В процессе приготовления, Евгений хранил благоговейное молчание и лишь тогда, когда процесс дегустации напитка, наконец, состоялся, Евгений отставил чашку в сторону и прямо взглянул мне в глаза.
– Ты привел мне очень необычных мальчиков, – сказал он.
– Вот как?
– Да. Тот, что помладше – как я понимаю именно он твой племянник, – очень способный. Реакция хорошая, пластика… И главное – соображает хорошо. А в нашем деле хорошая голова намного важнее силы. В общем, мальчик перспективный. Причем настолько, что я готов заниматься с ним индивидуально и безо всякой платы.
– Да нет, зачем же без платы, – я отстраненно подвигал перед собой раскрытой ладонью. – Я вполне платежеспособен, а сумма, которую ты назвал первоначально, мой бюджет не напрягает. Но, как я понимаю, ты позвал меня не для разговора об оплате?
– Ты прав. Я хотел спросить о втором мальчике. Где ты его нашел, и что вообще о нем знаешь?
– Хм… А что, у тебя появились сомнения в его благонадежности?
– У меня появились сомнения во всем.
– То есть?
– Понимаешь, русские боевые искусства не то чтобы сильно вошли в моду, но и чем-то редким и экзотическим их не назовешь. Практически в каждом городе имеются соответствующие секции, в 2005 году даже первый международный форум прошел. Весьма представительный, кстати. Народу съехалось столько, что организаторы головы сломали, как всех разместить…

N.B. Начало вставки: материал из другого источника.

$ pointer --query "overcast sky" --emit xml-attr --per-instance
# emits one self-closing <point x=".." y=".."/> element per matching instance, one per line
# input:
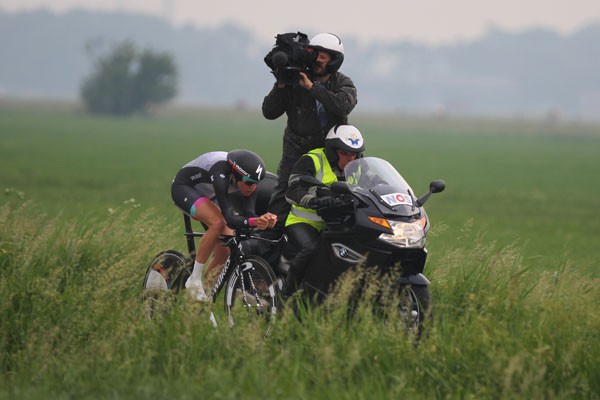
<point x="435" y="22"/>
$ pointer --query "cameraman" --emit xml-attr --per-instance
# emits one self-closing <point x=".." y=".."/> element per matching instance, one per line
<point x="322" y="99"/>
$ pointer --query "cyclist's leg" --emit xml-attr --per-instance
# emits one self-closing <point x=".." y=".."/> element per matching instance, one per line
<point x="220" y="254"/>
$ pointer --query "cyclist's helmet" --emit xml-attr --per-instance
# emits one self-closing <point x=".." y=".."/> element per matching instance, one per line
<point x="246" y="165"/>
<point x="332" y="44"/>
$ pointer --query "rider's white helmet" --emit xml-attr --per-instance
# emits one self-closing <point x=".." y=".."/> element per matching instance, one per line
<point x="332" y="44"/>
<point x="345" y="137"/>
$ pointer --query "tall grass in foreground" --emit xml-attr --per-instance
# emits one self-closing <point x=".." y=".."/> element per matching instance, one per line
<point x="72" y="326"/>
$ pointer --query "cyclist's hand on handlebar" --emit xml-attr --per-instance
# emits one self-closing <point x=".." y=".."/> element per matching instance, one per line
<point x="265" y="221"/>
<point x="325" y="202"/>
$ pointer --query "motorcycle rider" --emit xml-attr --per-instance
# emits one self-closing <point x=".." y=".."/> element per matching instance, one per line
<point x="343" y="144"/>
<point x="201" y="189"/>
<point x="318" y="103"/>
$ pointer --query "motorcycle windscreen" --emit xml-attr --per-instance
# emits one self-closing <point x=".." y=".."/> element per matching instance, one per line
<point x="380" y="179"/>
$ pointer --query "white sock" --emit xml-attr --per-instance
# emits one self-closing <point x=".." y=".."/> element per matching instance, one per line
<point x="197" y="271"/>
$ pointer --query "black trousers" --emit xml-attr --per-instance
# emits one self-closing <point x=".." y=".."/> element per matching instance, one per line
<point x="307" y="239"/>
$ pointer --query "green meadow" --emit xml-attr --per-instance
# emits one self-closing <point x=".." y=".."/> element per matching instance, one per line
<point x="513" y="262"/>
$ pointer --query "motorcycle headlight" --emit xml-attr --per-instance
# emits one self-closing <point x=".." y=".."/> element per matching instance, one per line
<point x="408" y="235"/>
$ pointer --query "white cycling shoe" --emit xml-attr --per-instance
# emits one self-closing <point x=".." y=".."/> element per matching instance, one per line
<point x="195" y="289"/>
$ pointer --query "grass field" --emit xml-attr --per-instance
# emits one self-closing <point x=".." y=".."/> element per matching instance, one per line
<point x="513" y="264"/>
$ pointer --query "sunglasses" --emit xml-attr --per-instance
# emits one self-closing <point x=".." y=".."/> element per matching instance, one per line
<point x="347" y="153"/>
<point x="248" y="181"/>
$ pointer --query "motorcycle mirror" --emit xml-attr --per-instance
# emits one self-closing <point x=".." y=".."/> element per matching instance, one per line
<point x="308" y="181"/>
<point x="340" y="187"/>
<point x="436" y="186"/>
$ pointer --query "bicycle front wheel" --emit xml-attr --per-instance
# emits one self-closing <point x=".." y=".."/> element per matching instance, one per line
<point x="251" y="291"/>
<point x="165" y="277"/>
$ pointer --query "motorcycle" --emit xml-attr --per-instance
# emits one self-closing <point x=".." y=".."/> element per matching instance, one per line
<point x="377" y="224"/>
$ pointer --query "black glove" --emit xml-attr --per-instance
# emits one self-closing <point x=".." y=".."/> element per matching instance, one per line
<point x="324" y="202"/>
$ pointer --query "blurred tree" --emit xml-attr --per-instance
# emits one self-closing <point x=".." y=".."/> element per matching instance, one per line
<point x="126" y="80"/>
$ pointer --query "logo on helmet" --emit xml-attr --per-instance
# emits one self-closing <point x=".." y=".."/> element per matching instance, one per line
<point x="354" y="140"/>
<point x="238" y="169"/>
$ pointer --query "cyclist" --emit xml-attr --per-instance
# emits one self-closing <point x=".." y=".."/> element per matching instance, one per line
<point x="343" y="144"/>
<point x="201" y="189"/>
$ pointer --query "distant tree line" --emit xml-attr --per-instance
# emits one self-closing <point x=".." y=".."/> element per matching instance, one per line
<point x="127" y="80"/>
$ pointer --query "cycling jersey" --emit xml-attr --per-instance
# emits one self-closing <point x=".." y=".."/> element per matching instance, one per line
<point x="209" y="176"/>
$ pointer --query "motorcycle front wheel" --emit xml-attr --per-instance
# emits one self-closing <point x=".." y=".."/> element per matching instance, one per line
<point x="414" y="307"/>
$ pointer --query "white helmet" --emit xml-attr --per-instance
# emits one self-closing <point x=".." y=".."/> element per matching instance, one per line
<point x="345" y="137"/>
<point x="332" y="44"/>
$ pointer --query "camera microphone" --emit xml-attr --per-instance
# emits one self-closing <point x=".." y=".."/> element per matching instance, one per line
<point x="279" y="59"/>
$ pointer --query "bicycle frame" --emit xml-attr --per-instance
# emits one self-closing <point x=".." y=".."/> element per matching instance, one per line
<point x="236" y="252"/>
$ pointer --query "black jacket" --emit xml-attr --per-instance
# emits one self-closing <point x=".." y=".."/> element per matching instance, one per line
<point x="338" y="96"/>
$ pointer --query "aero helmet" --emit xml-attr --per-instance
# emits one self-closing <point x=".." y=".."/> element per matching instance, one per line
<point x="246" y="165"/>
<point x="345" y="137"/>
<point x="331" y="44"/>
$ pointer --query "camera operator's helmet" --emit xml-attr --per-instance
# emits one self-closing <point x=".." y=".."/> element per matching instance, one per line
<point x="346" y="138"/>
<point x="246" y="165"/>
<point x="331" y="44"/>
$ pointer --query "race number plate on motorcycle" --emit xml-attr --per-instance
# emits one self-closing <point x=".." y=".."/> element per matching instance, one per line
<point x="394" y="199"/>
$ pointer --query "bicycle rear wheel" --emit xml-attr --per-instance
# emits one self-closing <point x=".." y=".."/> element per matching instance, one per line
<point x="251" y="291"/>
<point x="165" y="277"/>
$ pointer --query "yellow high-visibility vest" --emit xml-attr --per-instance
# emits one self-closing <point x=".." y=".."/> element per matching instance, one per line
<point x="325" y="174"/>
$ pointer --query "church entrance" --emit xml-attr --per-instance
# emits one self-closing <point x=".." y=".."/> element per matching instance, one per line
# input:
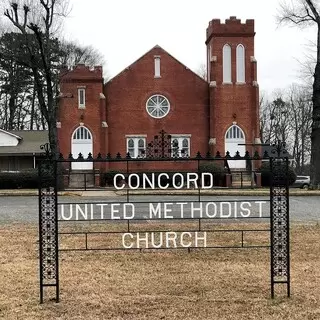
<point x="81" y="142"/>
<point x="233" y="138"/>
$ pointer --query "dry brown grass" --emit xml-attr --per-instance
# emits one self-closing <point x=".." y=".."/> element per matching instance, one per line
<point x="211" y="284"/>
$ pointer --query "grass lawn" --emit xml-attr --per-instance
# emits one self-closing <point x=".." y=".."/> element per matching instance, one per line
<point x="203" y="284"/>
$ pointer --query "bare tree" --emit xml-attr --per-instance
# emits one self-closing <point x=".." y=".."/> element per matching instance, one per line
<point x="37" y="21"/>
<point x="300" y="121"/>
<point x="305" y="13"/>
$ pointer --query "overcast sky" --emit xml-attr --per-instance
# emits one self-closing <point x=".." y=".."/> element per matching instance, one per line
<point x="123" y="30"/>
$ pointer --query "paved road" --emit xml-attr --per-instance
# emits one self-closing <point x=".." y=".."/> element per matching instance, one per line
<point x="25" y="209"/>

– Прости, что перебиваю, но…
– А ты не перебивай. Я говорю строго по теме.
Так вот. Все это достаточно широкое распространение, множество тренеров, секций, обучающихся – это лишь видимая часть айсберга.
– Ты меня пугаешь.
Евгений лишь поморщился на мою реплику и продолжил, все так же прямо и с гипнотическим упорством глядя мне в глаза:
– Для определенной категории людей – можно назвать их «посвященными», существует другой, гораздо более глубокий уровень овладения русским боевым искусством.
Тут он неожиданно и довольно резко встал и отошел к окну. А потом, простояв там минуту, так же резко вернулся и сел.
– Ты когда-нибудь задумывался о том, почему самые сильные бойцы на поле Куликовом были монахами?
– Э-э… Ты имеешь ввиду Пересвета и Ослябю?
– Именно. Когда перед боем крикнули поединщиков, схватка между которыми могла решить весь исход битвы, с обеих сторон выехали самые сильные богатыри. И от русского войска выехал Пересвет. Монах.
– Ты намекаешь, что в русских монастырях хранились некие тайные знания, постигнув которые послушники становились непобедимыми воинами. Я правильно понял?
– Примерно так. Не случайно и китайское кунг-фу культивировалось именно в монастырях. В том числе в знаменитом Шао-лине.
– Допустим. И что?
– А то, что в настоящее время сохранилось очень немного людей, которые владеют этими тайными знаниями. И могут, например, не прикасаясь к противнику, свалить его с ног на расстоянии до 5 метров.
– Опа. Постой, а я что-то такое видел по телевизору. Какой-то американский тренер демонстрировал подобные трюки. Но, конечно, о расстоянии в пять метров речь не шла.
– То, что демонстрировал американец – фуфло. Настоящий мастер своих умений на публике не показывает. И увидеть что-то такое можно только в очень и очень узком кругу.
– Допустим. И что? – я взял свою недопитую чашку и сделал осторожный глоток. – Причем тут мои мальчишки?
– А при том, что твой восточный, неизвестно откуда взявшийся мальчуган владеет этим тайным знанием.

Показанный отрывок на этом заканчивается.